Enfin, D. Antoine étudie l’idée, sur la base d’une notation qui resterait bisannuelle, de maintenir une campagne annuelle de réduction d’ancienneté. L’UNSA et le SGEN se sont montrés très favorables à cette idée. Pour ce qui concerne la FSU, nous avons émis de vives réserves. En effet, le risque est que ce soient les mêmes individus qui seront concernés les deux années consécutives. Dans ce cas, non seulement il n’y aurait aucun effet de répartition des réductions entre un plus grand nombre de collègues, mais ce serait pour l’État le moyen d’économiser un an sur deux le coût de la moitié des promotions (il n’y a pas de petites économies !).

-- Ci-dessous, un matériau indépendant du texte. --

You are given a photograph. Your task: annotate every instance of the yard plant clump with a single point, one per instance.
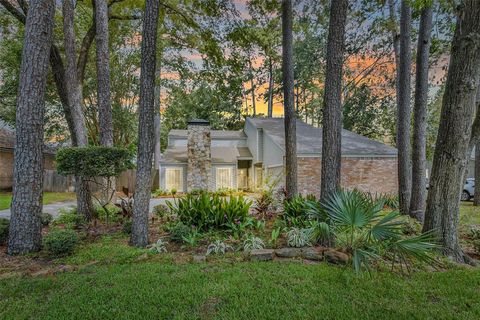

La tenue même de ce groupe de travail et les « mesurettes » proposées par le directeur de la DPATE, qui consistent essentiellement à reporter d’un an la mise en œuvre de certaines dispositions réglementaires, ne sont que le résultat d’un double constat qu’il a du faire :

• d’une part la forte opposition des personnels à ce qu’ils perçoivent comme une remise en cause du service public et des garanties collectives des fonctionnaires ;

• d’autre part l’impossibilité matérielle dans laquelle se trouve l’appareil administratif de faire face à la réforme dans les délais initialement prévus.


En l’occurrence, le ministère de l’éducation nationale se contente de reculer pour mieux sauter l’obstacle, mais il ne renonce aucunement à son projet initial qu’il entend appliquer dans son intégralité.


La balle reste dans le camp des personnels.